Bank of America remains bullish on the software sector for 2025, especially in the latter half of the year, when these accelerating secular trends and easing cyclical pressures are expected to converge. The firm has named Salesforce (CRM) as its top pick for 2025, citing its leadership in customer relationship management and its innovative use of AI. Salesforce’s recent introduction of Agentforce 2.0, a platform that automates customer support, exemplifies this AI integration, serving clients like IBM, Finnair, and Heathrow Airport to enhance operational efficiency.
Despite missing earnings expectations slightly in its fiscal third-quarter results – excluding certain items, profit came in at $2.41 per share, marginally below the $2.44 analysts had forecasted – Salesforce’s revenue beat forecasts – $9.44 billion vs. analysts’ average estimate of $9.35 billion – leading to an upward revision in its fiscal 2025 guidance. This adjustment was met with an 11% surge in its stock price – last trading up $4.84 or 1.51% at $326 p/sh – reflecting investor confidence in Salesforce’s strategic direction, particularly its focus on AI with platforms like Agentforce.

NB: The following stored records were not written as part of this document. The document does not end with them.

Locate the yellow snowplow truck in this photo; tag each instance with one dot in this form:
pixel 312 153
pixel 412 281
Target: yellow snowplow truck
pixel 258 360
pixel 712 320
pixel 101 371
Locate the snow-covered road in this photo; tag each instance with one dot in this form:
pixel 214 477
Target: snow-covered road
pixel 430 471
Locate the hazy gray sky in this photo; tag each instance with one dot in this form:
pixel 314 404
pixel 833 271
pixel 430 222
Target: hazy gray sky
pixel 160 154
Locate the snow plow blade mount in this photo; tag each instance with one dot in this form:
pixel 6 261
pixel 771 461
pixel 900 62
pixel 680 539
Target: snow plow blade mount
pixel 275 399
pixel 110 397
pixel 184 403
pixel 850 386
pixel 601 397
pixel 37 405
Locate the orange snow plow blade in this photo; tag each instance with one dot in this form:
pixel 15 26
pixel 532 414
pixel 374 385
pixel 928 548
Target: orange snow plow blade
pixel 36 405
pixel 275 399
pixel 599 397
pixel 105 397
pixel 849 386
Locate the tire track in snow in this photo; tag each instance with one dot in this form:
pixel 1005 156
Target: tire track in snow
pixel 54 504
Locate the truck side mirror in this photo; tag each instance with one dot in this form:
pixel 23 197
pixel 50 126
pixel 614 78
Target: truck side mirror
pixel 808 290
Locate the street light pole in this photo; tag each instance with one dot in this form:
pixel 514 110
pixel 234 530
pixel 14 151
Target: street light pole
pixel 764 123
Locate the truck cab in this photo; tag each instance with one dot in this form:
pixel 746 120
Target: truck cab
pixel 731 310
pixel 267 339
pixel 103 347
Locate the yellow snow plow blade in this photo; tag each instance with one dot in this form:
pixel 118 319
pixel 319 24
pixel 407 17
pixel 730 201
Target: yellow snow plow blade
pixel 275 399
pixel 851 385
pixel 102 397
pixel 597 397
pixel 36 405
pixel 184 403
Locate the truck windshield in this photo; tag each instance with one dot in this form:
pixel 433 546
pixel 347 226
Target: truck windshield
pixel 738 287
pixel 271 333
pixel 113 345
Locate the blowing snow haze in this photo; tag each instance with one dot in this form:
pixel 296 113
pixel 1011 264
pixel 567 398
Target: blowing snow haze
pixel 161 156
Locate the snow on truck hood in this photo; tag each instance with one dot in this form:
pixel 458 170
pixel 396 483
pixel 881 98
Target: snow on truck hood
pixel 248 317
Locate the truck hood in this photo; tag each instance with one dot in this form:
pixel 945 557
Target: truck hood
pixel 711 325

BofA also recommends other stocks like HubSpot (HUBS), Microsoft (MSFT), ServiceNow (NOW), Datadog (DDOG), GitLab (GTLB), Global-e Online (GLBE), Five9 (FIVN), Monday.com (MNDY), and Asana (ASAN), each positioned to benefit from the trends outlined. These companies are seen as undervalued or particularly well-positioned in subsectors like CRM and infrastructure, which are ripe for growth.
This analysis by Bank of America suggests that while the software sector faces challenges, the combination of technological innovation, particularly in AI, alongside strategic investments in IT and cloud services, positions the industry for a promising 2025. However, the sector’s performance will hinge on how effectively companies can adapt to and leverage these emerging trends amidst a complex economic backdrop.